Sampling in Qualitative Research
Qualitative researchers select their participants based on their characteristics and knowledge as they relate to the research questions being investigated. As you already know, the researchers’ primary concern is to explore individuals in their natural context, and they have little interest in generalizing the results beyond the participants in the study.
The sampling procedure most often used in qualitative research is purposeful sampling. According to Patton (1990), “The logic and power of purposeful sampling lies in selecting information-rich cases for study in depth. Information-rich cases are those from which one can learn a great deal about issues of central importance to the purpose of the research”
Sampling in Quantitative Research
Unlike their qualitative counterparts, quantitative researchers are interested in generalizing from their group of participants, the sample, to the larger population from which the sample was drawn. Various decisions regarding the participants must be made by the researcher in order to maximize the generalizability of the study
In some situations, even these realistic populations may not be so realistic. For example, surveying all the fifth-grade teachers in New York City or high school principals in Pennsylvania might exceed the study’s resources. In addition, the researcher must be able to obtain a complete list of persons in the realistic population.

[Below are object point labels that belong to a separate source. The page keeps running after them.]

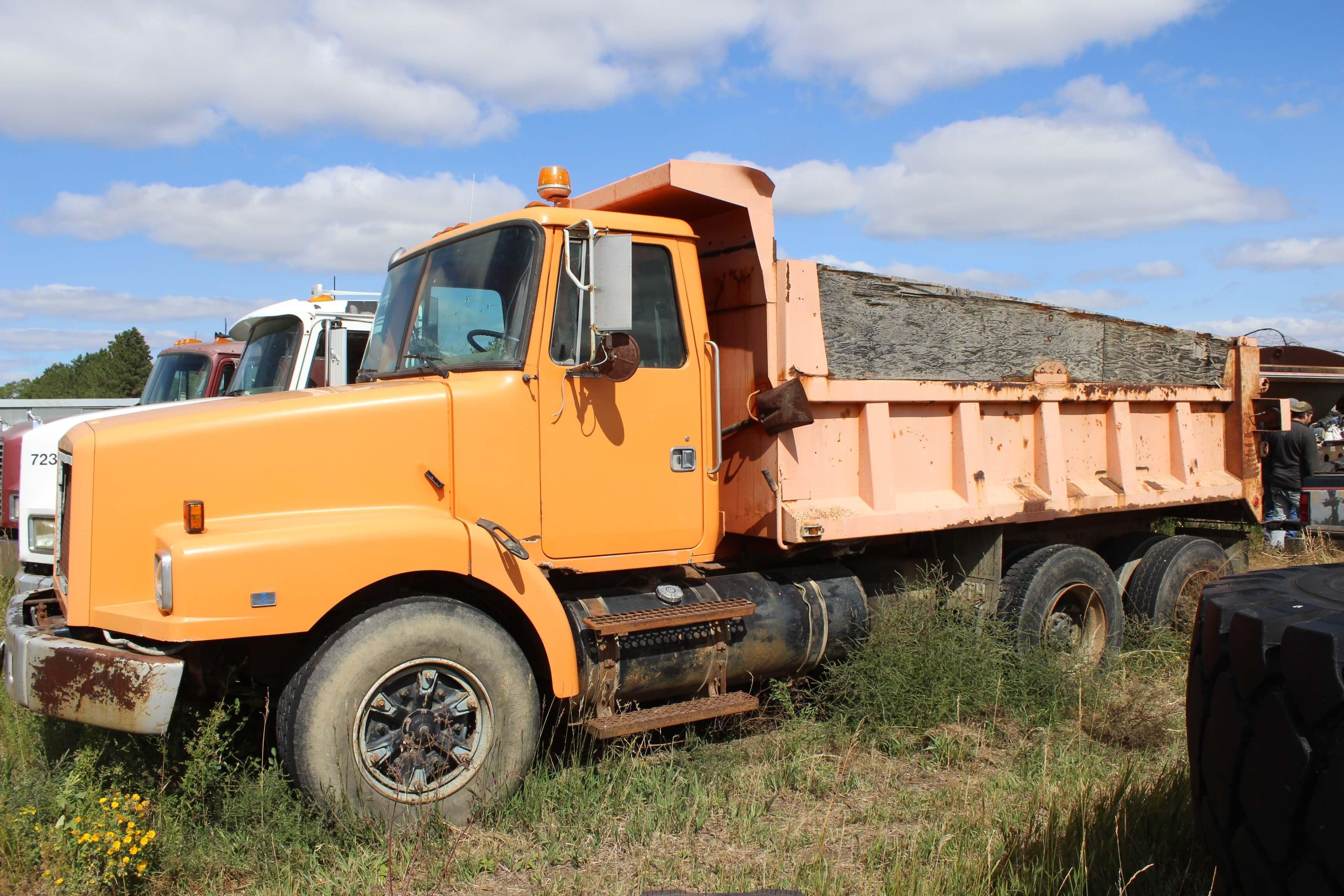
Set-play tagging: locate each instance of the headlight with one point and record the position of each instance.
(42, 534)
(163, 581)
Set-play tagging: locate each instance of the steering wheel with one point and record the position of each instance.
(472, 335)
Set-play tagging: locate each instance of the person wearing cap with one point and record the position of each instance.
(1292, 455)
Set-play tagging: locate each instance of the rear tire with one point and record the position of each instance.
(1168, 582)
(1064, 597)
(1265, 730)
(421, 704)
(1124, 554)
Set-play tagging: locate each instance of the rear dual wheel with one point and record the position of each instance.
(1171, 577)
(1066, 600)
(422, 704)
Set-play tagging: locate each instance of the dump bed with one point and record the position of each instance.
(939, 408)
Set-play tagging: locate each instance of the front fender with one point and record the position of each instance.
(311, 562)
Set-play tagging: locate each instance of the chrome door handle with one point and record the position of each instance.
(718, 411)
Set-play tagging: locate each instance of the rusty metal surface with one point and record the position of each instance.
(672, 714)
(89, 683)
(670, 617)
(784, 408)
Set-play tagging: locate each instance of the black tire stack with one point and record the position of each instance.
(1265, 730)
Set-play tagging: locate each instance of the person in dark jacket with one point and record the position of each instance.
(1292, 455)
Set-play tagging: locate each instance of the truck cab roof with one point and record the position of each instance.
(307, 312)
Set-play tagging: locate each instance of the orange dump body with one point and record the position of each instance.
(929, 452)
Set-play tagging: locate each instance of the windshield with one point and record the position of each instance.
(177, 378)
(269, 357)
(466, 304)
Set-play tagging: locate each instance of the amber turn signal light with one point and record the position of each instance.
(194, 516)
(553, 183)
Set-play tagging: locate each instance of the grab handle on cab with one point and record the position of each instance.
(503, 536)
(718, 411)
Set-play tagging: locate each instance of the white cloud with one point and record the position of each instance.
(1291, 110)
(1096, 170)
(1162, 269)
(894, 50)
(1090, 97)
(970, 278)
(42, 339)
(1284, 254)
(88, 303)
(1099, 300)
(154, 72)
(1323, 331)
(335, 219)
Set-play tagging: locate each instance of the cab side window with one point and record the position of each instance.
(226, 376)
(656, 316)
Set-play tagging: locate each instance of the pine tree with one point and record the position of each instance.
(117, 371)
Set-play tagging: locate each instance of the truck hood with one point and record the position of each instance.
(249, 458)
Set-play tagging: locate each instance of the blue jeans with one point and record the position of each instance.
(1280, 504)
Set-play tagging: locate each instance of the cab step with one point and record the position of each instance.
(619, 624)
(672, 714)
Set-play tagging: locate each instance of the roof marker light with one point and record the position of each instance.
(553, 183)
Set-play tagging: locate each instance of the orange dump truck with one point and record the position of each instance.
(612, 452)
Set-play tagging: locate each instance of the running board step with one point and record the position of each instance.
(670, 617)
(672, 714)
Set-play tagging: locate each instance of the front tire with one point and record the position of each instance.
(418, 704)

Some researchers refer to this as the sampling frame. For teachers, administrators, and school districts, researchers can consult their state education department and state educational organizations to obtain these lists.
Types of Random Sampling
The most important aspect of sampling is that the sample must represent the larger population from which it is drawn. Random sampling is a technique or tool that produces essentially a inversion of the initial population. Random sampling is conducted in such a way that every person in the population has an equal and independent chance of being selected.

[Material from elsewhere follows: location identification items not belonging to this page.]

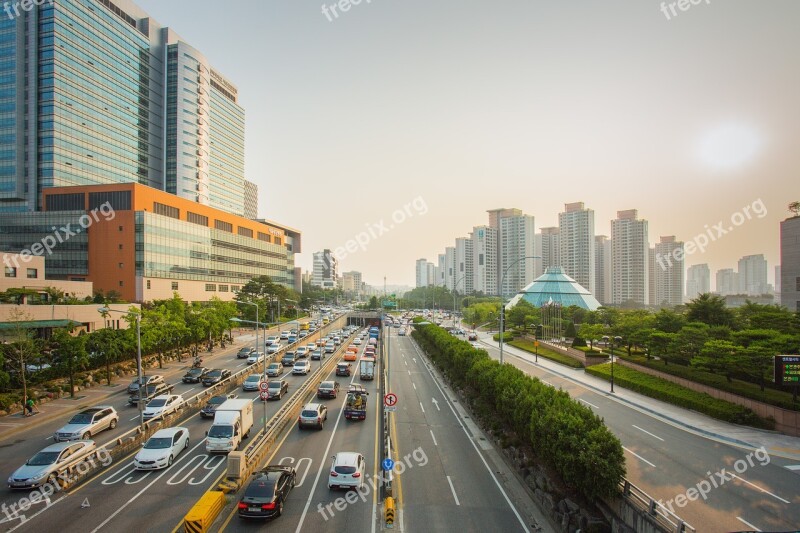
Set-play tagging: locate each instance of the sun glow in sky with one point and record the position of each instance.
(475, 105)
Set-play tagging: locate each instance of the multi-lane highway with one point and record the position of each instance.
(713, 485)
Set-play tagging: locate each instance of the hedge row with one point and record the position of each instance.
(565, 436)
(675, 394)
(528, 346)
(718, 381)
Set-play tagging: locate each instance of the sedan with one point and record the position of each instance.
(195, 375)
(48, 463)
(255, 357)
(301, 367)
(266, 494)
(161, 406)
(215, 376)
(274, 370)
(251, 382)
(210, 408)
(87, 423)
(162, 448)
(328, 389)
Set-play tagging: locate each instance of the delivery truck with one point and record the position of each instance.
(232, 423)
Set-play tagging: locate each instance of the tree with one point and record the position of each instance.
(709, 309)
(70, 353)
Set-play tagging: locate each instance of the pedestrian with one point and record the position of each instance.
(29, 405)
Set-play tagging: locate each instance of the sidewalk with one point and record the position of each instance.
(63, 407)
(776, 444)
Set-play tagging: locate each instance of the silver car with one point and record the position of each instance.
(88, 423)
(48, 463)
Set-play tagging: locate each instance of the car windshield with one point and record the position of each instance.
(81, 418)
(158, 443)
(43, 458)
(260, 488)
(221, 432)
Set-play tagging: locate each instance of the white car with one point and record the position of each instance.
(163, 405)
(162, 448)
(255, 357)
(347, 471)
(302, 367)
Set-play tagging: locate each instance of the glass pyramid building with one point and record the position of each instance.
(554, 287)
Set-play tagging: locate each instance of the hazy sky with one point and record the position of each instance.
(463, 106)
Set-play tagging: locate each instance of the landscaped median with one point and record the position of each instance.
(528, 346)
(661, 389)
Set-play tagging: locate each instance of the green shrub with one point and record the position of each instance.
(673, 393)
(565, 435)
(557, 357)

This means that when a person is selected, it does not affect the chances of anyone else being selected. Take, for example, a technique often used in grade school spelling lessons. Remember your elementary teacher asking everyone in your class to form a line and to count off by ones and twos to establish teams of spellers?

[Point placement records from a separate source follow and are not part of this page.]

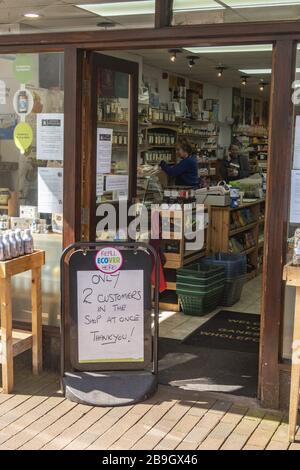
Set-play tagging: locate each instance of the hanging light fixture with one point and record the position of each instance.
(192, 60)
(173, 54)
(220, 70)
(244, 80)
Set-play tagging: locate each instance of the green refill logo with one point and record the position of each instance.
(109, 260)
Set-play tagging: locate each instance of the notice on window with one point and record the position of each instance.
(296, 160)
(50, 136)
(50, 190)
(117, 183)
(104, 150)
(110, 316)
(295, 198)
(99, 184)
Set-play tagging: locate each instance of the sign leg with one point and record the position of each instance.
(295, 376)
(36, 321)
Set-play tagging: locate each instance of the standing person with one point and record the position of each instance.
(236, 165)
(186, 171)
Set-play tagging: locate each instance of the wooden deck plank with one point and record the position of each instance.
(264, 432)
(136, 432)
(206, 424)
(243, 431)
(89, 436)
(224, 428)
(24, 413)
(39, 417)
(28, 391)
(93, 416)
(60, 408)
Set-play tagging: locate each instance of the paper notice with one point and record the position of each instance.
(50, 190)
(104, 150)
(50, 136)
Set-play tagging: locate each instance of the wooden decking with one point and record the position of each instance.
(37, 416)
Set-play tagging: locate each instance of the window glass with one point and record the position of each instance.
(31, 167)
(232, 11)
(294, 216)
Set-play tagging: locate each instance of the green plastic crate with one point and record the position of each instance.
(199, 305)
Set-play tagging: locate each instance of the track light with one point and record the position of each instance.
(262, 85)
(192, 60)
(173, 54)
(220, 71)
(244, 80)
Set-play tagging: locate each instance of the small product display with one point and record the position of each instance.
(296, 254)
(15, 243)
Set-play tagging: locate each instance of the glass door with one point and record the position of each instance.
(114, 121)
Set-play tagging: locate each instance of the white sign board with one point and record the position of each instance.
(110, 316)
(104, 150)
(50, 136)
(99, 184)
(295, 198)
(117, 183)
(50, 190)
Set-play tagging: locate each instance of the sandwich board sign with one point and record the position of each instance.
(110, 316)
(109, 324)
(109, 335)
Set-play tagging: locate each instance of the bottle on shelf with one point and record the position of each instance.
(19, 241)
(13, 245)
(6, 246)
(2, 257)
(28, 242)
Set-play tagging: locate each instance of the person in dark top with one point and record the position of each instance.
(235, 166)
(186, 171)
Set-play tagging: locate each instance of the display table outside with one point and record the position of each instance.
(291, 274)
(14, 342)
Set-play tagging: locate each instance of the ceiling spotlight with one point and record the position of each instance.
(220, 71)
(106, 24)
(244, 80)
(173, 54)
(192, 60)
(32, 15)
(262, 85)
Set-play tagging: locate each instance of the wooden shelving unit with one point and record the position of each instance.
(11, 207)
(169, 299)
(14, 342)
(222, 230)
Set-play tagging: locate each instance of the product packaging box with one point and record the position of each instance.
(20, 222)
(57, 223)
(29, 212)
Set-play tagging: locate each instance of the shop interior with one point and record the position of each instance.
(213, 98)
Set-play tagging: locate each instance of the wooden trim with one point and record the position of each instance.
(72, 146)
(276, 219)
(212, 34)
(133, 132)
(163, 13)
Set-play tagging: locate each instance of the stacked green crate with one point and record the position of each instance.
(199, 288)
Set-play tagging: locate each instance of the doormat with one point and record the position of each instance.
(207, 370)
(234, 331)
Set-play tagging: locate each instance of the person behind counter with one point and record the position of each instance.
(236, 165)
(186, 171)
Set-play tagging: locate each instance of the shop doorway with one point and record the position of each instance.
(214, 98)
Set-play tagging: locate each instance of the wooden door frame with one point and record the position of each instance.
(283, 35)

No, the moment you got in line with your classmates and the teacher said, “Okay, count off by ones and twos,” your group membership was decided. If your best friend, immediately to your left, was a one, then you had to be a two—and there was no chance that the two of you would be on the same spelling team. This scenario violates the requirement that the selection of one person cannot have an effect on whether another person is chosen or not.
Simple Random Sampling
Simple random sampling involves the random selection of individuals from the realistic population as a whole. First, the researcher must obtain a complete list of names for all individuals who make up the realistic population. To select a simple random sample, each person on the list of the realistic population is assigned a number.
For example, if the list contains the names of 20 individuals, then the number 01 is assigned to the first person on the list, and number 02 to the second person on the list, and so on, until all 20 people on the list have been assigned a number.
A sample is a group or individuals that a researcher uses in a study. Samples are composed of what are referred to as “participants.” Depending on the type or approach of the study, a sample would be selected from a larger population in different ways. Qualitative researchers focus on selecting participants based on a certain characteristic that they wish to investigate and are not interested in generalizing their findings beyond the settings they are studying.
Purposeful sampling is a common procedure used in qualitative research that identifies key informants or persons who have specific knowledge about the topic being studied. The type of purposeful sampling that a researcher may decide to use depends on the purpose of the study.